The transaction, done at a small discount, transferred the companies to NewView Capital, a firm managed by former NEA General Partner Ravi Viswanathan and backed by LPs, including Goldman Sachs and Hamilton Lane.

The deal is a milestone in venture capital in a number of ways but largely because it helps blaze a new path to secondary market liquidity for an industry where exits have been slow and companies have remained private longer. In the past, single LPs would turn to the secondary market to unload a position or several holdings.

The promise of an established method for a large-scale transfer of assets involving multiple LPs, and the restructuring of older funds to provide distributions, would prove useful and already has begun drawing more interest inside firms.

“It’s never been done at this scale in venture,” said Viswanathan, who is a managing partner at NewView. “People view this as something that could become more mainstream in venture over the next five to 10 years.”

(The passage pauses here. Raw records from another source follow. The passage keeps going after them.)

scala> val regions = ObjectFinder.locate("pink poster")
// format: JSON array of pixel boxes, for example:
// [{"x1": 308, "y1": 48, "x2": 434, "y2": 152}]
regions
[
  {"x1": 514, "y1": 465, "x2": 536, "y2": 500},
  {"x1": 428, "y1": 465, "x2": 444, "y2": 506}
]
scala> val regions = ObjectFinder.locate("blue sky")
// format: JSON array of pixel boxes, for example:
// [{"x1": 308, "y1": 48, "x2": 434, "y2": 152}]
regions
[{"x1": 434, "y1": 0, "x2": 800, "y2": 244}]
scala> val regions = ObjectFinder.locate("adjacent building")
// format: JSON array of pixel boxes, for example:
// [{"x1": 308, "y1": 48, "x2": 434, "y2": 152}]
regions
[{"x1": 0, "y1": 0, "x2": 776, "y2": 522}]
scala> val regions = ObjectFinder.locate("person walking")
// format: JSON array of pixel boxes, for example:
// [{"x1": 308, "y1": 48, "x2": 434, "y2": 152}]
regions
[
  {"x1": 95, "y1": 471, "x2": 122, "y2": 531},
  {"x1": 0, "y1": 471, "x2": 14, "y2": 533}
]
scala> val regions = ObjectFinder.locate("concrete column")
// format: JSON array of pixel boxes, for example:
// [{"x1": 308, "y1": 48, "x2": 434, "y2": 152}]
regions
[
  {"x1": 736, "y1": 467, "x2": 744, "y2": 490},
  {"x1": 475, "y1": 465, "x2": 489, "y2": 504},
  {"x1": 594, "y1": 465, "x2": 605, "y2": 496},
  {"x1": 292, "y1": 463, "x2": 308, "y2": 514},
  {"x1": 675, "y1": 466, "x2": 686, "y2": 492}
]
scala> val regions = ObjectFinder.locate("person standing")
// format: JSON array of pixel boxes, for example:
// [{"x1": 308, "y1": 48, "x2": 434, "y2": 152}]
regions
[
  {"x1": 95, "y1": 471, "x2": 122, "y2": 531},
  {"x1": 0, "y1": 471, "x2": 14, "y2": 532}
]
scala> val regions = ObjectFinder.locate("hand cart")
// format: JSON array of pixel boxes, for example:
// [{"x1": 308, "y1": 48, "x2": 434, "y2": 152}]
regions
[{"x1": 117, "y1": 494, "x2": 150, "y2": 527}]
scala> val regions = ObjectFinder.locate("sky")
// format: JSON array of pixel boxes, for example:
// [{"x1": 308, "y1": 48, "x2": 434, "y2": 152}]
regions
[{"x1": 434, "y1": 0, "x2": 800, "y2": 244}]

Among the 26 mid- and late-stage companies involved in the transaction are 23andMe, Duolingo, Acquia, Canopy, GumGum, Forter, ClearMotion and Uber, according to NewView’s website. NewView’s maiden fund, which closed several weeks ago, raised $1.35 billion to both cover the transaction and provide roughly $350 million of follow-on financing and new investments.

Viswanathan said the deal involved a third-party assessment of the companies’ value and that pricing in the deal was agreed to at “not a large discount.” He declined to be more specific.

Buyouts Insider, publisher of VCJ, reported in October that pricing was at a low 90 percent of net asset value.

The portfolio is made up of high-quality companies with material upside that require more time and resources, Viswanathan said. NewView has taken board seats at some of them.

The NEA funds selling the companies include primarily New Enterprise Associates 12 from 2006, New Enterprise Associates 13 from 2009, and New Enterprise Associates 14 from 2012, but also New Enterprise Associates 15 from 2015. The funds will continue to exist at the firm with their remaining portfolio companies.

For NEA, the transaction beings several advantages. Along with enhancing distributions that might have taken several more years to achieve, it reduces company count in the funds, lessens board responsibilities at the firm and provides a mechanism for portfolio management.

“There’s a lot of congestion on the road to liquidity,” said NEA Managing General Partner Scott Sandell in a press statement. “Market dynamics are compelling companies to stay private longer, which creates growing demand for follow-on dollars and stretches investor holding periods to a decade or more.”

The deal also brought flexibility to LPs. Among NewView’s LPs are investors who were original investors in the four NEA’s funds and who decided to continue backing the portfolio by participating in the NewView fund.

Viswanathan said he plans to raise additional funds to continue seeking assets through fund restructurings.

“I think there is a significant opportunity,” he said.